Most anthologies leave me with a feeling of time wasted having read filler material that wasn’t good enough to be worthy of a long form story. Although Dark Screams: Volume Ten didn’t bat .1000, it is certainly one of the strongest anthologies in recent memory.
Bastion by Simon Clark
Massive in size when compared to the other stories in the anthology, Bastion explores a futuristic(?) apocalyptic (?) universe(?) ran by a group of young military boys. Without reason the boys fight z mysterious enemy and keep giant machines running day after day in a miles long decaying bunker.
Clark creates an engrossing world with his questions and motivations of the characters.
While certainly more science fiction than horror, Bastion is a great story to lead the anthology.
On Amen’s Shore by Clive Barker
Like most Barker works On Amen’s Shore needs a reread (or twelve) to fully comprehend, I’d that’s at all possible. Starting a Barker work I’m always trying to compute if human beings, gods, or one of a million variations between are being spoken of and speaking.
On Amen’s shore follows two men (?) searching for a man eating fish.
This is Jaws filtered through the fantasy of Barker. Dream worlds, multiple moons, and god hatred meet Moby Dick in On Amen’s Shore.
The Woman in the Blue Dress by Heather Herrman
The Woman in the Blue Dress is an average short story in an anthology; something that is fine to read, but not memorable. It tells of woman meeting a mysterious stranger (in a blue dress) and the predictable outcome and revelations associated with this stranger.
Seven Years by Wrath James White
Wrath James White is one of my favorite authors. Known for his extreme horror work, Seven Days finds him fitting nicely within the confines of a more mainstream anthology.
Seven Years shows that although you may have changed your life, it may come back to haunt you.
White ‘s story climaxes, like Woman in the Blue Dress in the short horror story tradition of going out with a Tales from the Crypt style zinger ending .
Dark Water by Marc Rains and Lisa Tuttle
In Dark Water a man believes he finds his soulmate and is invited to her home. In a well written, but forgettable story, he finds the truth about his newfound lover.

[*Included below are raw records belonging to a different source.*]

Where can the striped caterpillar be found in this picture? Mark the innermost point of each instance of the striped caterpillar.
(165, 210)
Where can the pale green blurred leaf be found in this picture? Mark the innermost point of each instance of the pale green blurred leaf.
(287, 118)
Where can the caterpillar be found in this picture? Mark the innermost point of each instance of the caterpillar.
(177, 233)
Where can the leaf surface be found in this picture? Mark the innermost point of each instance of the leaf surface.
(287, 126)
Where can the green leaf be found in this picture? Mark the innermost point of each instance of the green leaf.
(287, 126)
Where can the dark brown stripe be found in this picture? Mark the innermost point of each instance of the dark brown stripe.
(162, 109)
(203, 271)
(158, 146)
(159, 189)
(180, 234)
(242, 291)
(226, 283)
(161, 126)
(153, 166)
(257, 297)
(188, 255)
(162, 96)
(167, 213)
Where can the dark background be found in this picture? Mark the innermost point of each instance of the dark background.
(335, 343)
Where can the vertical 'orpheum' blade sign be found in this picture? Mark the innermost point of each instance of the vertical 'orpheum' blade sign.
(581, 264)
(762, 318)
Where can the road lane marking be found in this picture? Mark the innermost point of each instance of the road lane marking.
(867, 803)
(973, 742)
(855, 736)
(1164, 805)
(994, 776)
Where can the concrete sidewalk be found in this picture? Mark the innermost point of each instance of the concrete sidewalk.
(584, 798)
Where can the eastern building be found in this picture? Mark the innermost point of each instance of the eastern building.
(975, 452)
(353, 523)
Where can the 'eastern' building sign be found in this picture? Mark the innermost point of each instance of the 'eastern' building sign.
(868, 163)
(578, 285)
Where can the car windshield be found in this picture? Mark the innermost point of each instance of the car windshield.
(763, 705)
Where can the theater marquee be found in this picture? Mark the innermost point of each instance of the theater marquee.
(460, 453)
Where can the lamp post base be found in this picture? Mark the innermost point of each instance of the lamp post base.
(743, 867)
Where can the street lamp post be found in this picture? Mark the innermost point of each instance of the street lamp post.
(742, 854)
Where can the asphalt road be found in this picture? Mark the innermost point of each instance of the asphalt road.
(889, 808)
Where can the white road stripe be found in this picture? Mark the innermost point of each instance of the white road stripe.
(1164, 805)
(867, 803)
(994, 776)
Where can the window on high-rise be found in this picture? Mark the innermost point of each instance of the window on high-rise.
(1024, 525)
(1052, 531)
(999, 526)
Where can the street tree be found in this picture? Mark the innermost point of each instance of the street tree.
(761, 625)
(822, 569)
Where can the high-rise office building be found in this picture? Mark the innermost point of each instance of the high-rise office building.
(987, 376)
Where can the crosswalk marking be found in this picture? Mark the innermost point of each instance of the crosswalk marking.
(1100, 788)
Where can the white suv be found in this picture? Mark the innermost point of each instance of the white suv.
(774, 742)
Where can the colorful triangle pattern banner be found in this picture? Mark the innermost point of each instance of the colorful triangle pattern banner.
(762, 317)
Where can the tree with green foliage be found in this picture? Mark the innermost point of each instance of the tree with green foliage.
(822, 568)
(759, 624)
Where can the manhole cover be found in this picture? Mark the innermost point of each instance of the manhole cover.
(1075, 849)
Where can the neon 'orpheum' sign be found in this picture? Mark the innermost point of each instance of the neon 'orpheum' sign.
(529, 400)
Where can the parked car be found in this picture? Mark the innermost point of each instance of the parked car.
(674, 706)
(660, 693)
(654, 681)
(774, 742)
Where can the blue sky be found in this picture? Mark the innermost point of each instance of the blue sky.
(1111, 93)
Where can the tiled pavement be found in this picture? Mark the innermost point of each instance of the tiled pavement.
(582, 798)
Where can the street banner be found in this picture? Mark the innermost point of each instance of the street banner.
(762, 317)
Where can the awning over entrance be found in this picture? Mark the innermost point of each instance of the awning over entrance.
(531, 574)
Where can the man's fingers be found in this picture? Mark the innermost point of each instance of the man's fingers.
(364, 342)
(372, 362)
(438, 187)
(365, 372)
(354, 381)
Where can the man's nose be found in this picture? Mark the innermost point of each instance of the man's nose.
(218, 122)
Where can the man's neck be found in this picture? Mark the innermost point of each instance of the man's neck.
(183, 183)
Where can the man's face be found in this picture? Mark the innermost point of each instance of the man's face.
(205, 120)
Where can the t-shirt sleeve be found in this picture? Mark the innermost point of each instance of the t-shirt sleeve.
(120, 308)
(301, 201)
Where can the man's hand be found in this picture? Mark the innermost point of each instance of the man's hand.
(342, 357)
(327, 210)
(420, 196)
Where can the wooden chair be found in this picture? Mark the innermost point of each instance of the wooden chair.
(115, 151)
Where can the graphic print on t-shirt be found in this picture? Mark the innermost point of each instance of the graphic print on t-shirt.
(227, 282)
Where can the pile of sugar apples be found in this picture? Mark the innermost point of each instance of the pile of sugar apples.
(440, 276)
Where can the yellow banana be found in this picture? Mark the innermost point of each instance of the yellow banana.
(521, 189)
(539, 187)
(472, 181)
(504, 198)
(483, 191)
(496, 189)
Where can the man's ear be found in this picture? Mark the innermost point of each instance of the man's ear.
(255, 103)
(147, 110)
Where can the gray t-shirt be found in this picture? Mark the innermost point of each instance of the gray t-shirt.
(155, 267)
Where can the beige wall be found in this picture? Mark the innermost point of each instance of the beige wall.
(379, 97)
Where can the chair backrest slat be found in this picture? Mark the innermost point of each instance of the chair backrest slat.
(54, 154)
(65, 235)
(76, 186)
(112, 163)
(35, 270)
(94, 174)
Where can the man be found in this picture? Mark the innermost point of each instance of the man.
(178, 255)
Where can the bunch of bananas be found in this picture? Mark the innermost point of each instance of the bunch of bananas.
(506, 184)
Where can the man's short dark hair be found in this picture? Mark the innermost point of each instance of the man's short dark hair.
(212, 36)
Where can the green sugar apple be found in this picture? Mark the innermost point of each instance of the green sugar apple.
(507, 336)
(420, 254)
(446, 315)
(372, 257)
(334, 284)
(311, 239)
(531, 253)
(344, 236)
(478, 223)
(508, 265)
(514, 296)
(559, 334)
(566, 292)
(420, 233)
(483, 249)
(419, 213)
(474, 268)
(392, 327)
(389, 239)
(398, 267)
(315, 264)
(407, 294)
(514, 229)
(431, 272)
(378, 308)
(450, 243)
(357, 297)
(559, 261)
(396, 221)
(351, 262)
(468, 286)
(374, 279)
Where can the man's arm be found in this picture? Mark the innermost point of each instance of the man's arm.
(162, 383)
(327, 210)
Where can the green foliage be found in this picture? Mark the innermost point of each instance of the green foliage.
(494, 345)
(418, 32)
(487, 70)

The Trendy-Bar Side of Life by Kristine Kathryn Rusch
There is a thin line between horror fiction and real life horror. While most horror fans are thrilled to see Tom Savini create realistic gore for Romero or Henry Rooker violently end his victims lives in Henry: Portrait of a Serial Killer, few genuinely want to witness real life atrocities.
Works by Jack Ketchum such as A Girl Next Door and Stranglehold have a valid place in the world of horror fiction, as does Rusch’s The Trendy-Bar Side of Life. However, the subject matter deserves to be placed with other stories that compliment it’s tone and ernesty. The deep subject matter of the psychology of rape victims is a jaring end to the book.